Wpadł z ,,darmową” ropą.
Policjanci zatrzymali katowiczanina, który podejrzany jest o kradzież paliwa. W samochodzie, którym uciekał mundurowi znaleźli skradzioną tablicę rejestracyjną. Okazało się, że mężczyzna może mieć związek jeszcze z inną kradzieżą.

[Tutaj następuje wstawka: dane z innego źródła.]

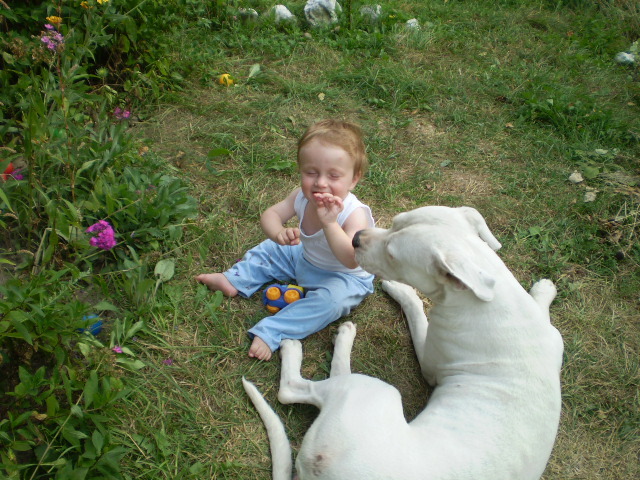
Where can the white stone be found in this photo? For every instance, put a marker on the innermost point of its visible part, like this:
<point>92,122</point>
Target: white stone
<point>322,12</point>
<point>282,14</point>
<point>576,177</point>
<point>625,58</point>
<point>371,12</point>
<point>413,23</point>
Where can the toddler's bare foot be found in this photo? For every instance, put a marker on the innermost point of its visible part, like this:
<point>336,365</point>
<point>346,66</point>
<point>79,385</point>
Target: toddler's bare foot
<point>217,281</point>
<point>259,349</point>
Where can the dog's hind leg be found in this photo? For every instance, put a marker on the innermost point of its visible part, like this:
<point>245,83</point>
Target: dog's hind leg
<point>414,310</point>
<point>341,362</point>
<point>293,388</point>
<point>543,292</point>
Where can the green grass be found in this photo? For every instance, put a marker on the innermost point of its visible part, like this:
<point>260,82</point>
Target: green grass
<point>490,104</point>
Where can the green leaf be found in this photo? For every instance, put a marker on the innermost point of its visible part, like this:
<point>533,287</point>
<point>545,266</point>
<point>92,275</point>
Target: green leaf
<point>5,199</point>
<point>130,364</point>
<point>90,388</point>
<point>218,152</point>
<point>104,305</point>
<point>165,269</point>
<point>255,70</point>
<point>98,440</point>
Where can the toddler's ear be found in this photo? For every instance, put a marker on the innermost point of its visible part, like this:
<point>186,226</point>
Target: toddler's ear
<point>356,179</point>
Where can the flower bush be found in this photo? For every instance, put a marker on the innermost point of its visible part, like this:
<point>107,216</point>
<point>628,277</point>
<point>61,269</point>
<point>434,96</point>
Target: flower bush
<point>74,71</point>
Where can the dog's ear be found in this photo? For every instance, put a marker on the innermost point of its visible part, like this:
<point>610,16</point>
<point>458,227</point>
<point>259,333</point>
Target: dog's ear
<point>464,273</point>
<point>476,220</point>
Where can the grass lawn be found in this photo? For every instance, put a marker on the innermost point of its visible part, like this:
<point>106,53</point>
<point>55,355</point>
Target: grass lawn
<point>489,104</point>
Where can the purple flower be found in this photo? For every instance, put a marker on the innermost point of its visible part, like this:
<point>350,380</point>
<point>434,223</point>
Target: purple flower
<point>52,38</point>
<point>104,235</point>
<point>121,114</point>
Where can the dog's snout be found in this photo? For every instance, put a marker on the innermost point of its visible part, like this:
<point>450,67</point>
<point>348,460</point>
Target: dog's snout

Wczoraj kilka minut po godzinie dziesiątej na jedną z mikołowskich stacji paliw wjechał ford mondeo. Jego kierowca do baku samochodu zatankował kilkadziesiąt litów ropy i nie płacą za nią w kasie odjechał w kierunku Katowic. Chwilę później został zatrzymany przez mikołowskich policjantów. W samochodzie 35-letniego mężczyzny stróże prawa znaleźli skradzioną tablicę rejestracyjną. Śledczy ustalili, że katowiczanin może mieć na swoim ,,koncie” jeszcze jedną kradzież paliwa, do której doszło na początku miesiąca. Mężczyzna przyznał się do stawianego mu zarzut, teraz o jego dalszym losie zadecyduje sąd. To nie pierwsza sytuacja, kiedy mikołowscy policjanci zatrzymują osoby mające związek z kradzieżami paliwa. W kwietniu w ręce mundurowych wpadli trzej mieszkańcy Katowic, a miesiąc później dwaj mieszkańcy Chorzowa.
Przypominamy!
Kodeks Karny za kradzież mienia przewiduje karę pozbawienia wolności do lat 5.